Jika undang-undang tersebut disahkan, undang-undang tersebut juga akan menghapus hak perempuan untuk bercerai, hak asuh anak, dan warisan.
Parlemen Irak, yang didominasi oleh kaum konservatif Syiah, sedang mempertimbangkan undang-undang yang akan menurunkan usia legal untuk menikah bagi anak perempuan menjadi 9 tahun.
Amandemen kontroversial ini, yang menghadapi tentangan keras dari kelompok perempuan dan hak asasi manusia, dikhawatirkan akan sangat membatasi hak-hak perempuan, berpotensi melegalkan pernikahan anak dan membatasi hak-hak mereka dalam perceraian, hak asuh, dan warisan.

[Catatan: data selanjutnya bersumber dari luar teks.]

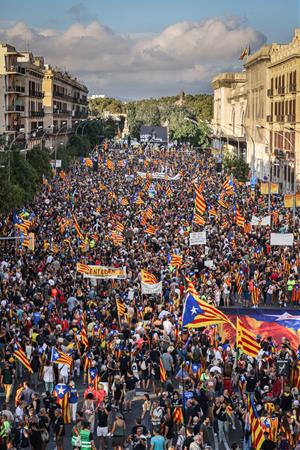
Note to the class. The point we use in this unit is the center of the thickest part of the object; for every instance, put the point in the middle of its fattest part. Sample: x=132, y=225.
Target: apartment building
x=271, y=123
x=38, y=102
x=230, y=102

Undang-undang baru itu, jika disahkan, akan mengizinkan pria menikahi gadis muda, dengan menurunkan usia legal untuk memberikan persetujuan dari 18 tahun menjadi 9 tahun, menurut laporan terbaru. Parlemen Irak yang didominasi kaum konservatif Syiah telah mengusulkan amandemen terhadap "undang-undang status pribadi" negara itu, yang dapat menyebabkan kemunduran besar hak-hak perempuan, seperti kebijakan yang terlihat di bawah Taliban.

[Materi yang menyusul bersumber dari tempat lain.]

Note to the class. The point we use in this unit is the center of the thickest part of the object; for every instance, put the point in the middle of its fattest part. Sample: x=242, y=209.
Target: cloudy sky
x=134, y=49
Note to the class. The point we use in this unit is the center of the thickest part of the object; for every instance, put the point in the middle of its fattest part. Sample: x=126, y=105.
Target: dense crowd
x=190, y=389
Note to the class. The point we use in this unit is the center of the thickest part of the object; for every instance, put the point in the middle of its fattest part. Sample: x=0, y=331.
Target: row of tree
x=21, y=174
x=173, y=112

Para kritikus berpendapat bahwa undang-undang ini akan melucuti semua keputusan perempuan.
Raya Faiq, yang menentang RUU tersebut dengan perwakilan Irak, mengatakan bahwa undang-undang ini akan memungkinkan gadis-gadis muda untuk dinikahkan lebih awal dan mengalihkan hampir semua keputusan keluarga ke tangan otoritas keagamaan.
"Ini adalah malapetaka bagi perempuan," kata Faiq kepada The Guardian, seraya menambahkan bahwa undang-undang ini akan melegalkan pemerkosaan anak.